Fig. 1: Cyt bcc-aa₃ supercomplex.

a Schematic presentation of energy conversion in the obligate respiratory supercomplex. The cyt bcc complex operates a Q cycle with menaquinol oxidation at the Q_o site coupled to proton release to the electropositive membrane side (H⁺_P), and menaquinone reduction at the Q_i site with proton uptake from the electronegative membrane side (H⁺_N), linked through bifurcated electron transfer. The oxidase operates as a redox-driven proton pump. Electron transfer routes are mapped on catalytic subunits with redox-active cofactors: QcrB (haem b_L, haem b_H), QcrA (2Fe-2S cluster, FeS), di-haem QcrC (haem c_k, haem c_j), CtaC (Cu_A), CtaD (haem a, haem a₃, Cu_B).

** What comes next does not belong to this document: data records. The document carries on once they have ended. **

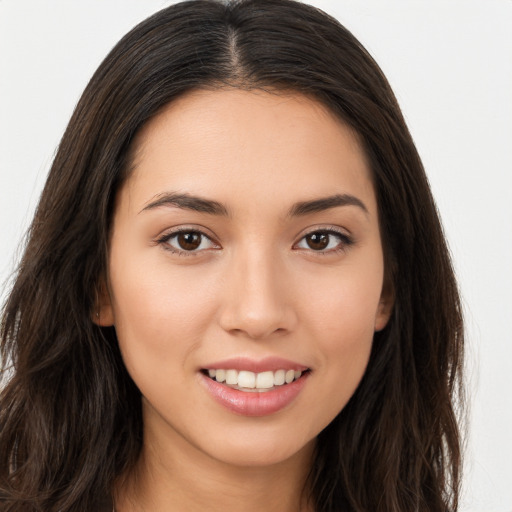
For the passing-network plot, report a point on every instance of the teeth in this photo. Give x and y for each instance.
(231, 377)
(265, 380)
(279, 377)
(246, 379)
(254, 381)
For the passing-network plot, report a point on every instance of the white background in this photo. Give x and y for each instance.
(450, 64)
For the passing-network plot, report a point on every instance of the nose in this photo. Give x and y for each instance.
(257, 298)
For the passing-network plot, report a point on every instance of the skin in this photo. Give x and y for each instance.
(254, 288)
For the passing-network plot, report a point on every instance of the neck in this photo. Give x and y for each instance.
(170, 478)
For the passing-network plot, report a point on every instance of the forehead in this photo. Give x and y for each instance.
(234, 144)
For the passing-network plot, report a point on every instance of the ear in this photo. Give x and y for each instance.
(385, 308)
(103, 313)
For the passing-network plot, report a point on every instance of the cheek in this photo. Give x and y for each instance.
(158, 313)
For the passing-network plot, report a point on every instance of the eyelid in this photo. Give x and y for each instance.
(165, 236)
(346, 238)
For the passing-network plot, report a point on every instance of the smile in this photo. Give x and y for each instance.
(248, 381)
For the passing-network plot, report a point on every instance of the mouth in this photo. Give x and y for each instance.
(252, 382)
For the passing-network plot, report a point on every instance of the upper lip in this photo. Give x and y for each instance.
(256, 365)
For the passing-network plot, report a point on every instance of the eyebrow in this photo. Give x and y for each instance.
(199, 204)
(186, 202)
(325, 203)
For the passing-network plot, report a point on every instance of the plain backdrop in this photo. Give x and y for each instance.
(450, 64)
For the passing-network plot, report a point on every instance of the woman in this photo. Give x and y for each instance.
(236, 289)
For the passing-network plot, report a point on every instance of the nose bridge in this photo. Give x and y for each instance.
(257, 300)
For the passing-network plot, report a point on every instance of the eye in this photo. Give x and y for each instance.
(187, 241)
(324, 241)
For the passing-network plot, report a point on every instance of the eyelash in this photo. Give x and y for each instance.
(344, 241)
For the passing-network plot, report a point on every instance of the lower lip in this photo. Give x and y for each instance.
(255, 403)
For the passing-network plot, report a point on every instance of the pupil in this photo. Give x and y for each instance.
(189, 241)
(318, 241)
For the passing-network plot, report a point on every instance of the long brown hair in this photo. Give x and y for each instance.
(70, 416)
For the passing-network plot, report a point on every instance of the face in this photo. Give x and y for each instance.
(245, 274)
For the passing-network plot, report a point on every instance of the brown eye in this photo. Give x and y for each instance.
(189, 241)
(325, 241)
(318, 241)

The net reaction for reducing one dioxygen molecule is shown. Δp denotes the 200 mV proton motive force of C. glutamicum⁵⁶. Redox midpoint potentials were taken from the previous study²¹. b Cryo-EM structure of cyt bcc-aa₃ supercomplex. The atomic model of the homodimer is viewed parallel to the membrane shown in transparent surface and superimposed in cartoon representation. Subunits are colour-coded with matching underlined labels. QcrA crosses the dimer and in homology to the mitochondrial cyt bc₁ complex, the subunit is assigned to that protomer, in which the transmembrane anchor of the catalytic domain is associated. QcrA´ thus denotes the subunit of the other protomer. Cofactors and selected ligands are shown in the ball-and-stick presentation. P and N denote the periplasmic/electropositive and cytosolic/electronegative side of the membrane, respectively. c 3D reconstruction of supercomplex with dimensions and detergent micelle. P and N denote the electro-positive and -negative sides of the membrane, respectively. The contour level of the experimental map was set to 3.5 root mean square deviation (rmsd).